Leva Shaeri-Seysan’s Book Critique

This book critique was written by Leva Shaeri-Seysan for her History 148:  U.S. History III course in Fall 2016.

Brock, Julia and Jennifer W. Dickey, and Richard J. W. Harker, and Catherine M. Lewis, eds. Beyond Rosie: A Documentary History of Women and World War II. Fayettevile: The University of Arkansas Press, 2015.

In Beyond Rosie: A Documentary History of Women and World War II by Julia Brock, Jennifer W. Dickey, Richard J. W. Harker, and Catherine M. Lewis, the growing industry of women workers is examined in the social, political, and economic context of the 1940s. Through the use of various documents including letters, interviews, photographs, propaganda posters, oral histories, and countless others, the broad range of work accomplished by women during the wartime crisis has provided a framework for the advancement of the United States and the vast contributions women made. With the expansive unit of men in the workforce required to heed the call of the war, women largely substituted the jobs left open by the decrease of men and provided various units of work and educational expertise, which led to a larger number of women gaining access to college education and higher levels of employment.
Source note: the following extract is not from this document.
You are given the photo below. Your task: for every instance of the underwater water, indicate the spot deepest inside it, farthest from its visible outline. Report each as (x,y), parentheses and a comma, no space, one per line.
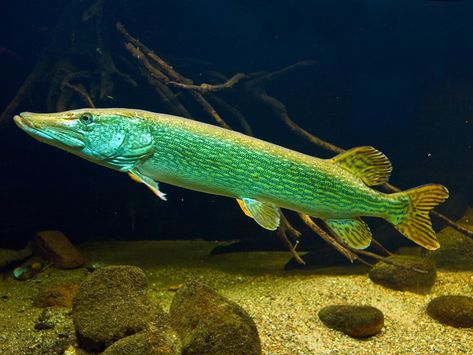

This book not only explores the industrial and manufacturing sector of women’s work force, however, it extends to include naval and military units created by the war and the governmental operations that included many undercover and secretive jobs.

With the advancement of educational and occupational opportunities, women’s efforts began to shine in the spotlight of figures such as Franklin D. Roosevelt, the military sector, on the home front, and the rising industry of the media. Not only were women beginning to be included in multiple sectors of occupational services, but minority groups had some recognition as well, as Black and Japanese-American women gained occupational opportunities. The vast accomplishments of the riveters provide an exquisite take on the insurmountable service and value of women in the field which led to the war victory. In introducing the reader to the documents, a brief explanation is given beforehand to acquaint the reader with the context of the situation. With the additional information included, a profound understanding of the document is created that allows the reader to gain a personal and inclusive connection with the contributions and experiences of women war workers. With the inclusion of specific wartime heroes and personal experiences integrated and examined, a profound appreciation of the outstanding and imperative groundwork which set the course of women’s futures is established by readers. No weaknesses can be precluded from this approach to the monumental accomplishments and vital opportunities permitted for women.

After thoroughly examining the documents of this book, the authors’ purpose of gaining a profounder understanding of the opportunities created for women by World War II has been reached. With a deeper understanding of the contributions made by women in the workforce, the evolving recognition and inclusion of women in the economic, social, and political sector is concluded. An insightful connection has abounded to the modern advancements of women in the workforce and equates a rich new understanding of the ways in which women have shaped history. With the progresses of women being explored, a genuine connection is shaped with a modern woman facing similar challenges in society, and empowers the individual to go forth and create a life for herself in which her accomplishments will be valued, as was the riveters’ work. This book has provided an excellent framework of effectively equipping women with the expectation of learning the realities and inequities facing women in the workforce and in countless other aspects of life.